Perhaps it ends up being multiple vsync waits for a given rendered frame? Something like the application or OpenGL driver waiting for vsync before rendering into its buffer, then the compositor waiting for the next vsync before actually compositing/flipping.
This is a common source of delay in composited apps/games, yes. Ideally what you want is to have a completed frame ready for the compositor at least a few milliseconds before the next vertical sync arrives, but it's easy to screw that up, especially if you're getting fancy. Triple Buffering also enters the picture here (though mostly for games), because in the bad old days you had exactly two backbuffers, and if both were in use (one being scanned out to the monitor, the other your most recent completed frame) everything had to grind to a halt and wait before rendering or game code could continue. Triple buffering solved this by adding an extra frame, at the cost of an entire frame worth of display latency in exchange for your code spending less time spinning and waiting on the GPU. If someone is careless they could definitely end up with triple buffering enabled for their app (like if they're rendering using a media-oriented framework that turns it on.)
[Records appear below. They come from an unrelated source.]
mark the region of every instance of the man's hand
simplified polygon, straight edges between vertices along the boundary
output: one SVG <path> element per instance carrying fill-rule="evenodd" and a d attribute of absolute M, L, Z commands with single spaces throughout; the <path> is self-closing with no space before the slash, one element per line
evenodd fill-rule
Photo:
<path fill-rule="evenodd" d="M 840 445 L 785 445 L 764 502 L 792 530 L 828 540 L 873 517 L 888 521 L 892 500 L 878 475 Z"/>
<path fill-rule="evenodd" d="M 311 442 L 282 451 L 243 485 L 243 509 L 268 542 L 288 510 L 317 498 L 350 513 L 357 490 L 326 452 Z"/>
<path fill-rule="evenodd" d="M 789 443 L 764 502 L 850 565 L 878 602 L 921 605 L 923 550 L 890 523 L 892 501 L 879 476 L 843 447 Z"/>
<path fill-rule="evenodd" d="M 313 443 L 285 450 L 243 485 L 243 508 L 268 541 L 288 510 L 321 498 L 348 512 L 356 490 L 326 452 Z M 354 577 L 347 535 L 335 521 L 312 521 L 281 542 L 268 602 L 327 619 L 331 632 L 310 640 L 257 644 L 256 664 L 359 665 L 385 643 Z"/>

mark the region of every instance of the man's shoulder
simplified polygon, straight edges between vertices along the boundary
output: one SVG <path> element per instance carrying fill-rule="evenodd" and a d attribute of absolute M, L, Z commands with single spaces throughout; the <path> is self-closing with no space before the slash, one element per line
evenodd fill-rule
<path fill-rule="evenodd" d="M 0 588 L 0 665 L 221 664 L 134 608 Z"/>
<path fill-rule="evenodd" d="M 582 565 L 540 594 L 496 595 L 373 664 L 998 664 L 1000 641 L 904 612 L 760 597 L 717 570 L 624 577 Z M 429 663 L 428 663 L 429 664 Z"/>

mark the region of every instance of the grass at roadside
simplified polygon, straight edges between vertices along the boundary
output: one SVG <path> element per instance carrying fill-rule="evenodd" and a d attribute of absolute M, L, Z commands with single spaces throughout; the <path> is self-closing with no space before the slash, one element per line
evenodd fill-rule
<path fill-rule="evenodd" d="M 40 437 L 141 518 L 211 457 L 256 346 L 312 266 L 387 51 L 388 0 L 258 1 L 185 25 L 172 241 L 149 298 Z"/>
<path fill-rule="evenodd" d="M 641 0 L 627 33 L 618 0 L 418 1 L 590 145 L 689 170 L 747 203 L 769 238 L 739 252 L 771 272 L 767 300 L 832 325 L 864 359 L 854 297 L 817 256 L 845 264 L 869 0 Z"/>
The 'Fast Sync' option NVIDIA added to their drivers in the last year or two is a fix for the triple buffering problem - you get spare buffers, but instead of adding a frame of latency the GPU always grabs the most recently completed frame for scanout. Of course, if a compositor is involved you now need the compositor to do this, and then for the compositor to utilize this feature when presenting a composited desktop to the GPU. I don't think any modern compositor does this at present.
This looks way more like badly designed animations than some fundamental problem coming from the hardware.